Multiple Unicode values for the same shape

What if you want to share the same glyph shape between two Unicode values? There are a few situation where you would need that. E.g., the symbol increment U+2206 and the Greek letter Delta U+0394 should look the same. There is a similar issue with Ohm U+2126 and Omega U+03A9. Or, you are creating an all-caps font. Or you simply want to reuse the same space glyph for both the space U+0020 and non-breaking space U+00A0.

You have two options: double mappings or double glyphs.

  1. Double mappings: You give the same glyph multiple Unicode values. To do this, simply click in the Unicode field and type the second Unicode value, e.g., add 00A0 next to 0020 in the space, and press Return:

This has the advantage of keeping the file size small. So, this may be a good idea for webfonts, which need to be as small as possible.

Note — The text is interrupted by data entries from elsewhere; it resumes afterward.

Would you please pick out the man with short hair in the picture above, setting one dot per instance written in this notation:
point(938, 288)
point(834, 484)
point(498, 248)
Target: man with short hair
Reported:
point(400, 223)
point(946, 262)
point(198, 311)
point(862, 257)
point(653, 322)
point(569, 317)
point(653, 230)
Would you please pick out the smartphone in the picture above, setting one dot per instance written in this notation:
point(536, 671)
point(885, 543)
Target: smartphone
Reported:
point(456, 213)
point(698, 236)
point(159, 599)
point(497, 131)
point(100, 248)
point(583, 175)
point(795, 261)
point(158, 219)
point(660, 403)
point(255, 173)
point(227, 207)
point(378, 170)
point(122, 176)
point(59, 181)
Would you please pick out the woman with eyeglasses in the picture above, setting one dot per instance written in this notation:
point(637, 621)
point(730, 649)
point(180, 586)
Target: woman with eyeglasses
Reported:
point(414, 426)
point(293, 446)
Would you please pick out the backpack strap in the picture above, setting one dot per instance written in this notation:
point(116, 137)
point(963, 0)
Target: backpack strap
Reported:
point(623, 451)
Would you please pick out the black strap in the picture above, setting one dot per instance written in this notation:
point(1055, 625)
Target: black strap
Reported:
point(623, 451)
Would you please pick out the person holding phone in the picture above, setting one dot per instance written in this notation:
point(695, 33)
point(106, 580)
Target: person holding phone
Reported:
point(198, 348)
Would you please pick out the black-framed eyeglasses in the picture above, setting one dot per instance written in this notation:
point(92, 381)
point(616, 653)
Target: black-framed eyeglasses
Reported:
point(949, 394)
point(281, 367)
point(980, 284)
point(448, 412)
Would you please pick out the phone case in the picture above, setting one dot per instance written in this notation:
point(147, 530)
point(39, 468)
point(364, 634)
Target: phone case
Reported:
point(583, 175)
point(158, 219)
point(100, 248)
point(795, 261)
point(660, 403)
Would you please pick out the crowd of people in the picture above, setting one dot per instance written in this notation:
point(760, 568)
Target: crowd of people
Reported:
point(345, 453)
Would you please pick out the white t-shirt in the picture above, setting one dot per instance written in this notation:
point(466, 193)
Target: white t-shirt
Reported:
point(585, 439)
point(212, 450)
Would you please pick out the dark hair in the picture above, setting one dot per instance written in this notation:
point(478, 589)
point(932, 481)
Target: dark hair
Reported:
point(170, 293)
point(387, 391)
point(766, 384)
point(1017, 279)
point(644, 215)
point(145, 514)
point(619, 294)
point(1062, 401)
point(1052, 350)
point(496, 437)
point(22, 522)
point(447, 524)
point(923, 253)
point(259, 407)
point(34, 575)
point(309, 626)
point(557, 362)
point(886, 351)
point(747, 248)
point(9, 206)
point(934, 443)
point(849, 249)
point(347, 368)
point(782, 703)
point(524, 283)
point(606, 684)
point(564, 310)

On the downside, there is an issue with copying text out of a PDF that was set with a font containing double mappings. (If you want to know more about it, read the section ‘Problems with Double Encodings’ in the All Caps tutorial.) We still recommend this method though, because extracting text out of a PDF is broken on so many levels that it is a hopeless case anyway, and thus not worth shedding tears over.

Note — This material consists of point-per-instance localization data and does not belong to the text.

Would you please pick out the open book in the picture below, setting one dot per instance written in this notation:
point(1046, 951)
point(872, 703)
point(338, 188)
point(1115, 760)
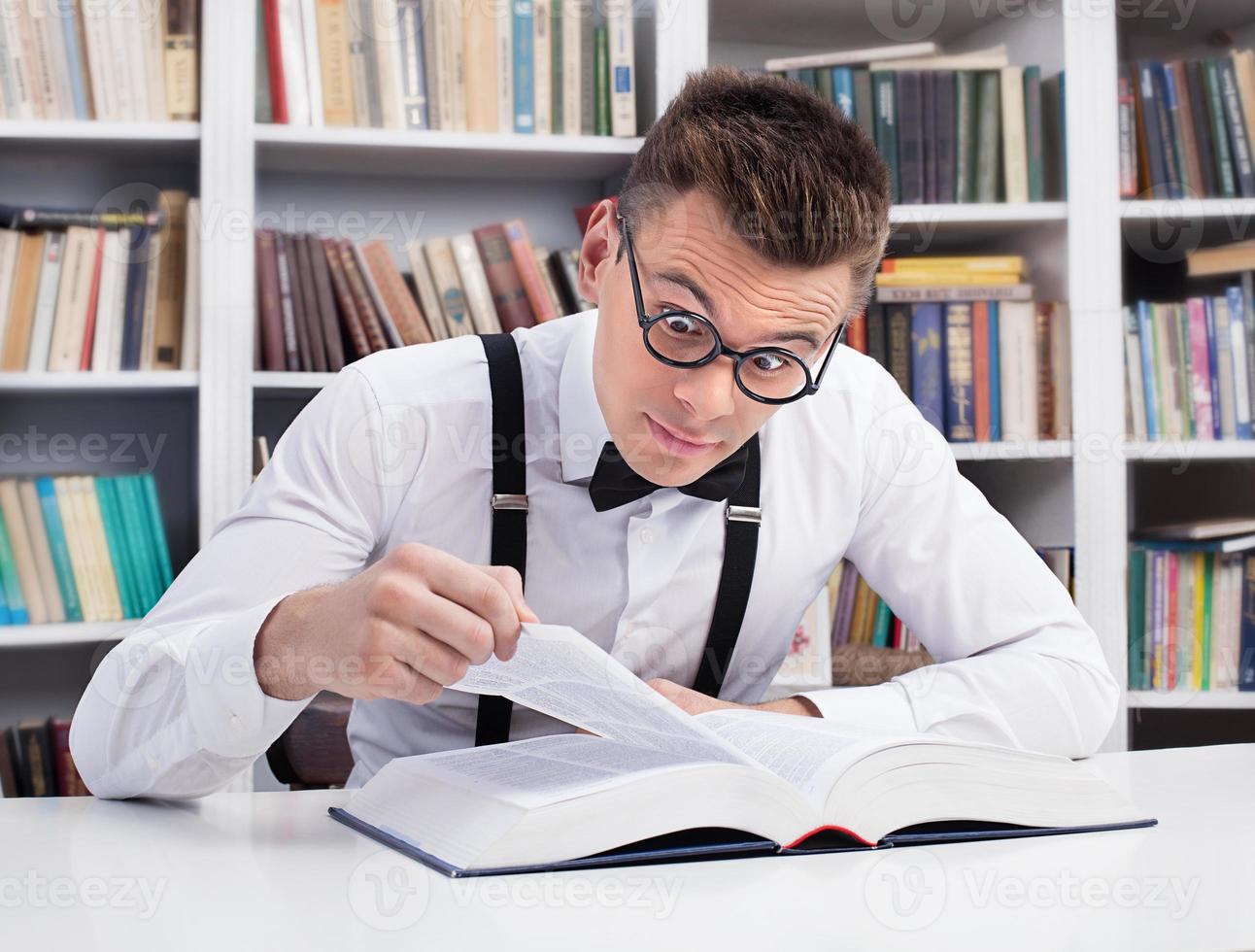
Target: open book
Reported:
point(658, 784)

  1. Double glyphs: You can duplicate a glyph as a component copy with a simple recipe. A component copy is a glyph that has exactly one other glyph as a component. If the component is auto-aligned, the original and the duplicate always stay in sync. It is easy to create a component copy with a recipe: Choose Glyph > Add Glyphs… (Cmd-Shift-G) and type the original glyph name, followed by an equals sign, followed by the name of the duplicate.

Example: you already have the Greek Delta, but want to reuse it as increment symbol (and you are concerned about the PDF text extraction issues mentioned above). You press Cmd-Shift-G to bring up the Add Glyphs… dialog, type Delta=increment, and press Generate:

If you want to keep space glyphs identical, you do not need components, of course. It is much smarter to simply use a Metrics Key for the width. For example, if you want the non-breaking space to be the same as the regular space, open your nbspace glyph for editing, and type =space in the Width field. Then choose Glyph > Update Metrics (Ctrl-Cmd-M) to make sure the glyph width is in sync. Or, if you have multiple masters, hold down the Option key, and the command will magically change into Update Metrics on All Masters. Cool. Read more about Metrics Keys in the Spacing tutorial.

UnicodeChecker

Glyphs can interoperate with a shareware tool called UnicodeChecker from the great people at Earthling Soft. UnicodeChecker helps you quickly find all the info you need about characters. To invoke UnicodeChecker, click on the little arrow next to the Unicode in the grey info area:

Glyphs will then send the code of the current glyph to UnicodeChecker, which in turn will tell you all sorts of useful information about the character in question:

UnicodeChecker is also useful for quickly finding all characters related to a script. For instance, if you really want to cover all Latin characters, switch to UnicodeChecker and in the Character Blocks > Alphabetically: Ideographic-Lydian submenu, you will find all Latin blocks:

If you haven’t installed UnicodeChecker yet, Glyphs will prompt you to do so when you click on the arrow. Downloading and installing UnicodeChecker is free. However, if you do use it on a regular basis, think about how much time and nerves this little tool saves you and consider a donation to the makers. Support shareware, it supports you.


Update 2019-02-13: changed for Unicode 11.0.0 and updated link, rewrite of Double Mappings.
Update 2022-08-03: changed for Unicode 14.0.0, updated screenshots, related articles, minor formatting.